Pagamento complementar para quitar saldo em aberto por depósito insuficiente dispensa novo precatório

Para Augusto Aras, hipótese se aplica quando diferença a ser paga decorra exclusivamente da mora do Poder Público em satisfazer precatórios já expedidos

Em parecer encaminhado ao Supremo Tribunal Federal (STF), o procurador-geral da República, Augusto Aras, defende que é dispensável a expedição de novo precatório quando o pagamento complementar para quitação integral do valor da condenação decorra exclusivamente da mora do Poder Público em satisfazer os precatórios já expedidos. Nessas hipóteses, deve-se privilegiar a ordem de preferência do pagamento do crédito constituído.

A manifestação foi feita no Recurso Extraordinário com Agravo (ARE) 1.215.706/SP, apresentado pelo estado de São Paulo.
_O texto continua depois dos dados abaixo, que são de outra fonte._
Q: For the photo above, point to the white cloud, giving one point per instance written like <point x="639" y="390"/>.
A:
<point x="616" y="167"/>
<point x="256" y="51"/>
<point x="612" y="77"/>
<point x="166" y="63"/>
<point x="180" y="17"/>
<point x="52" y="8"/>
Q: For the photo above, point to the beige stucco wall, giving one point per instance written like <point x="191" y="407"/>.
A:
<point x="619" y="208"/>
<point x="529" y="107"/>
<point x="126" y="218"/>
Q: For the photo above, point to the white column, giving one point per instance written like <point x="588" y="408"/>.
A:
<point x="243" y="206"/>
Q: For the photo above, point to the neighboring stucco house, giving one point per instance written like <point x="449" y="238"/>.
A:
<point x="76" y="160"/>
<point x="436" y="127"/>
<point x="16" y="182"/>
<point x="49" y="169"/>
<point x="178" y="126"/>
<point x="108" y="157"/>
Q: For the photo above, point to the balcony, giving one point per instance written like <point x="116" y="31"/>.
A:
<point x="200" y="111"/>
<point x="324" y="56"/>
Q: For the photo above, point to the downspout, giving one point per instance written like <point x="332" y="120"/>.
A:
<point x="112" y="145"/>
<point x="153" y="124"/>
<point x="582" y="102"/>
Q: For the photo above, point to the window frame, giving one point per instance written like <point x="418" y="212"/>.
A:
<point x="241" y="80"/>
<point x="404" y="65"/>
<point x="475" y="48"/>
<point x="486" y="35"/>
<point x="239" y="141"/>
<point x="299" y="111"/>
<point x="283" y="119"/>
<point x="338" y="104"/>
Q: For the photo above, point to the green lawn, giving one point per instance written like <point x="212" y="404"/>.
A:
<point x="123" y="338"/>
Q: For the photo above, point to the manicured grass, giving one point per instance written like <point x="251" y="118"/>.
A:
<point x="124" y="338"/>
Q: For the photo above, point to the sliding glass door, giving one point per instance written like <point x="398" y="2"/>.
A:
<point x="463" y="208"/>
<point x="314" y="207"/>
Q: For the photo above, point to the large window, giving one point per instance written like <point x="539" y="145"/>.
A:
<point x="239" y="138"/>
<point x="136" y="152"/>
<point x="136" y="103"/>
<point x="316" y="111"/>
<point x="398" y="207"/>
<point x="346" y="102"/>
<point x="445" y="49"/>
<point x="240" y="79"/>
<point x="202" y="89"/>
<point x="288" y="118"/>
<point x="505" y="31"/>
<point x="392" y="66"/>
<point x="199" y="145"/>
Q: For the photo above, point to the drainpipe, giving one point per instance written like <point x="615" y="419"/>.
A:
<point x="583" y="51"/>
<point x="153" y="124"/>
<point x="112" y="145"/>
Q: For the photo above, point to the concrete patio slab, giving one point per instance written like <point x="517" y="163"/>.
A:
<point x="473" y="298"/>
O autor busca reverter decisão que considerou válido o pagamento de precatório complementar, de ofício, em benefício de dois cidadãos, impondo à Fazenda Pública multa de 1% e pagamento de indenização em 5% sobre o débito em aberto, por suposta litigância de má-fé.

A determinação de pagamento do valor complementar data de 2003 e refere-se à apuração de um saldo devedor fruto de indenização cujo recebimento é aguardado há quase 20 anos pelo expropriado. Em 2013 – ou seja, dez anos após a determinação para quitar o valor devido –, o processo ainda não constava do rol de precatórios pendentes. Por isso, houve determinação da Justiça para sua inclusão na lista.

Ao analisar o caso, o procurador-geral cita precedente da Segunda Turma do STF segundo o qual não há afronta à sistemática dos precatórios a ordem de expedição de pagamento complementar para quitar o saldo em aberto por depósito insuficiente do valor da condenação. “É justamente o respeito à ordem cronológica do pagamento que se busca respeitar com a ordem de pagamento de complementação do valor do depósito para a satisfação integral da dívida”, argumenta Aras.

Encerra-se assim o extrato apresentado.